Há também ganhos científicos para lá do risco. O Mediterrâneo funciona como um laboratório natural para interações entre placas em diferentes fases de colisão e subducção. Ajustar o movimento atual da Ibéria dá aos geofísicos um ponto de partida mais fiável para simulações que exploram como a região poderá evoluir ao longo de milhões de anos.
How scientists test future scenarios
Os modelos geodinâmicos pegam nos movimentos e padrões de tensão atuais e projetam-nos no tempo. Ajustando velocidades das placas, espessura da crosta e propriedades do manto, os investigadores conseguem testar vários futuros para a Ibéria e os seus vizinhos: as zonas de subducção irão recuar ainda mais para dentro do Mediterrâneo? A compressão vai migrar para norte, rumo à Europa? Formar-se-ão novas falhas enquanto outras deixam de acumular tensão?

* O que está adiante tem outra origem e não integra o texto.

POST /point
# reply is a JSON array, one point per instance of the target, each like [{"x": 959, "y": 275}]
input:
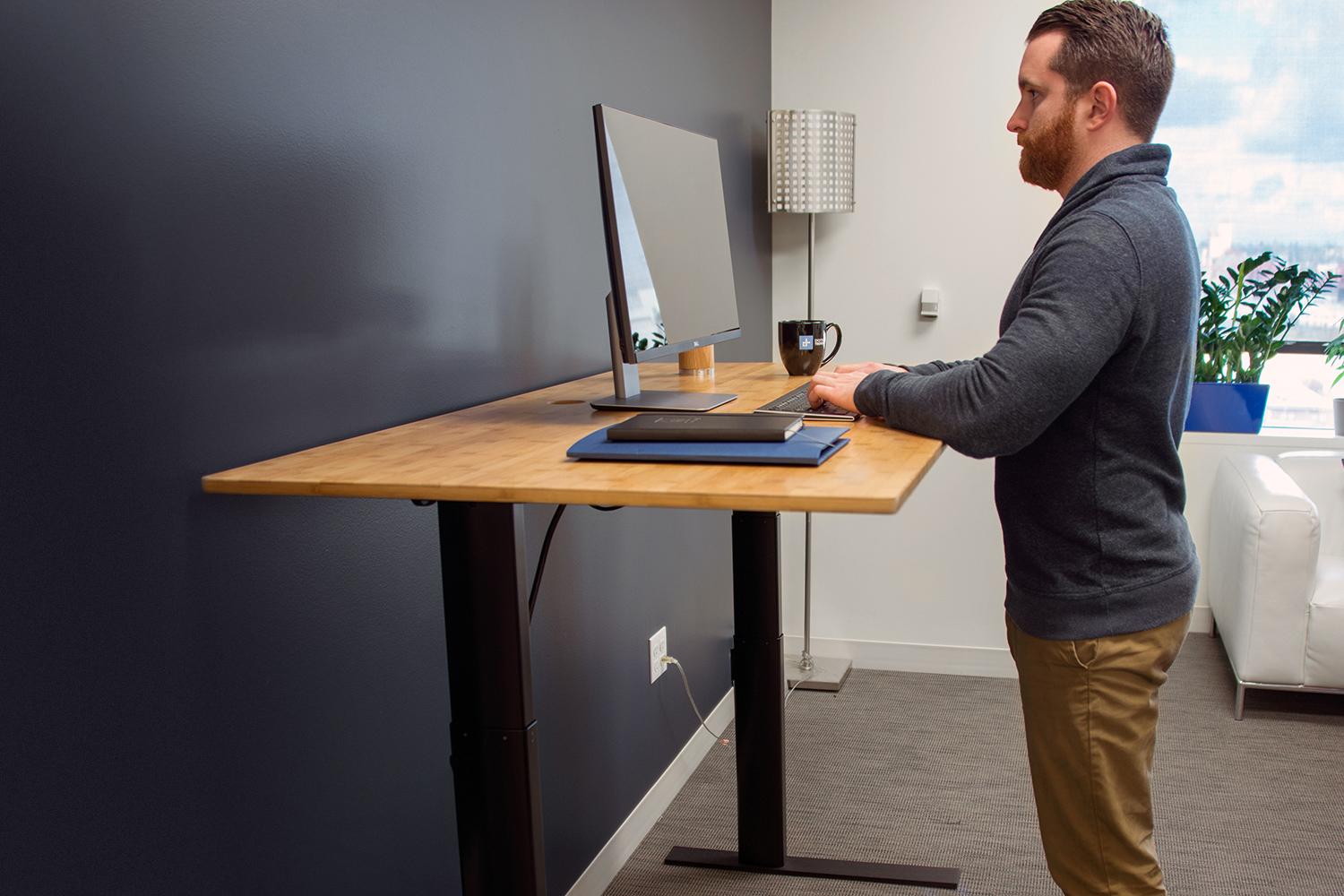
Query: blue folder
[{"x": 811, "y": 446}]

Embora estas escalas temporais estejam muito além do horizonte do planeamento humano, os mesmos modelos também servem perguntas de prazo mais curto. Por exemplo, permitem avaliar onde a deformação se está a concentrar e se um determinado sistema de falhas estará a suportar uma parte maior do “esforço”. Em conjunto com registos históricos de sismos, isto ajuda a identificar segmentos que podem estar a aproximar-se de um limiar de rutura.
A imagem que emerge é a de uma península que não é estática, nem simplesmente a derivar para norte, mas a pivotar sob uma pressão desigual de África e da placa Eurasiática em sentido amplo. Para uma região que se orgulha de uma história profunda, a Ibéria continua, discretamente, a reescrever a sua própria história geológica - um milímetro de rotação de cada vez.